Ele ria, orgulhoso, porque estava realizado ao fazer justiça, mas uma justiça que escorria por seus lábios e exalava um quê metálico que transbordava entre seus dentes. Sua razão apontava os inimigos, e ele executava a sentença seletiva todas as noites.

Era um esporte que todos deveriam poder praticar. Cada disparo era uma catarse – contra o outro. Nada tirava de sua cabeça que isso devia ser política pública, devia ser lei: todos terem o direito de usar artefatos próprios para matar ou ferir quando fosse pertinente.

Isso era o justo, já que apenas alguns poucos tinham tal privilégio. Era preciso que todos estivessem municiados para lutar contra o mal, definindo seus alvos e ditando se agiriam por impulso, por justiça ou apenas por diversão.

Suas ideias, formadas pelo maniqueísmo tolo do “nós e eles”, pareciam justificar os atos aparentemente saídos da tela do cinema – estampido –, partindo de sua capacidade de julgar a vida alheia sob suas próprias munições, sem qualquer afetação além.

Entre o senso de justiça e a vingança aleatória não havia distinção. Bastava executar o que ensaiava em seus treinos de tiro. Mas ali era diferente. Ele seguia se escondendo pelas esquinas, entre os escombros, em busca de seu propósito.

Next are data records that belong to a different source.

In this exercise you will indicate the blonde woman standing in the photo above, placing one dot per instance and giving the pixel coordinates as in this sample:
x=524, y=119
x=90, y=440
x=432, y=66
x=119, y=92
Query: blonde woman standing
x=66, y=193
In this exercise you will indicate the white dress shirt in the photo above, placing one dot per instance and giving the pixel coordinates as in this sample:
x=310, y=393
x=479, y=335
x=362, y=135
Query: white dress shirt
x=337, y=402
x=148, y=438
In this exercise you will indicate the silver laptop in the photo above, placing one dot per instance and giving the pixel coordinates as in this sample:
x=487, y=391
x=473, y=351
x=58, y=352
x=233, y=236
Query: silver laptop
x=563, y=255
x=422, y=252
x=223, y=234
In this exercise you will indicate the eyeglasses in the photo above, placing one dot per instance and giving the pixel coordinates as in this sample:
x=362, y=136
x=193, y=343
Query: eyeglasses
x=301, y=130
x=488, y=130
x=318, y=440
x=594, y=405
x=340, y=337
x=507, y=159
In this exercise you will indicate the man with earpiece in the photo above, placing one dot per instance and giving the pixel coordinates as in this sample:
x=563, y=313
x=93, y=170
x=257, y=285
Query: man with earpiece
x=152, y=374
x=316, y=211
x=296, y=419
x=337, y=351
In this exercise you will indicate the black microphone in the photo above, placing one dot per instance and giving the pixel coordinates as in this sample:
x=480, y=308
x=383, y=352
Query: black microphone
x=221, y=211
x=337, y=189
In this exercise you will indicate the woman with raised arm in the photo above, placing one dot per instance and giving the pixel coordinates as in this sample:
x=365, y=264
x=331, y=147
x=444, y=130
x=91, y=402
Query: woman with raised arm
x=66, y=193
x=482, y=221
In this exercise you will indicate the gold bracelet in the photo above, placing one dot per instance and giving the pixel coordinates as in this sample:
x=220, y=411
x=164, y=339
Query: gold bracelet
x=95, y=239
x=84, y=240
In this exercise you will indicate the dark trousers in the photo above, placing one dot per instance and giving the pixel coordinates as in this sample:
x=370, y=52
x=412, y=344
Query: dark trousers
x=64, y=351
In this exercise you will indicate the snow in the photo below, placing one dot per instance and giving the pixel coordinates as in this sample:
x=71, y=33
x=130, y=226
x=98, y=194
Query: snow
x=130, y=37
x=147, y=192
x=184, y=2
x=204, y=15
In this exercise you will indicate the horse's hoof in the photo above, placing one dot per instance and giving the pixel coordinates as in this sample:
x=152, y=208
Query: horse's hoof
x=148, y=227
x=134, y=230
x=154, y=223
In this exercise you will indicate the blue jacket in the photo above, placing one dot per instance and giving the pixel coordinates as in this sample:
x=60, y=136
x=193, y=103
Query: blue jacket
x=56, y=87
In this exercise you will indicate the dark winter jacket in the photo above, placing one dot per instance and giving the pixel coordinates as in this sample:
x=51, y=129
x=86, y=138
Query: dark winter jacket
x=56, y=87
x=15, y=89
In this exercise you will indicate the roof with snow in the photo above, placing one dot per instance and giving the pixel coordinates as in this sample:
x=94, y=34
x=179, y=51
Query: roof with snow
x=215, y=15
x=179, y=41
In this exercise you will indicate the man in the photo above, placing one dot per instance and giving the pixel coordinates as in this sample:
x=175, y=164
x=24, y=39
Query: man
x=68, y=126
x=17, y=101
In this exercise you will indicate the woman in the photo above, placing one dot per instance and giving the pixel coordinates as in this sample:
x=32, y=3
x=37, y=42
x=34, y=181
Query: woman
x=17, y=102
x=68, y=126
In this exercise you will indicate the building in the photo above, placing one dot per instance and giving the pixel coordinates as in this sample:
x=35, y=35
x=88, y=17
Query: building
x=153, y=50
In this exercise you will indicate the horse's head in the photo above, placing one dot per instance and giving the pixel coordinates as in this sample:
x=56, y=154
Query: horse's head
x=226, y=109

A distância entre ele e os criminosos? Nada além de uma retórica persuasiva.

Estar à espreita era uma forma de sobreviver diante de um mundo hostil e violento, para o qual devia se preparar na constante dissimulação de sua real face, gritando que criminosos são os outros – capazes de fazer o mesmo que ele. Por isso todos deviam ter paridade de armas, para lutarem como iguais na dinâmica caótica das arbitrariedades.

Seu contraditório senso de justiça se despedaçava no ego frágil de alguém que ansiava por poder, mas só o encontrava no disparo atemorizante capaz de gerar plenitude ao justificar a destruição do mundo ao redor.

Ainda mais perto, com os olhos fixos voltados para dentro de si, localizou o alvo. Disparo. Estava morto o último ser que ainda o desafiava.


*Ronaldo Junior tem 26 anos, é carioca, licenciando em Letras pelo IFF Campos Centro e escritor membro da Academia Campista de Letras. www.ronaldojuniorescritor.com
Escreve aos sábados no blog Extravio.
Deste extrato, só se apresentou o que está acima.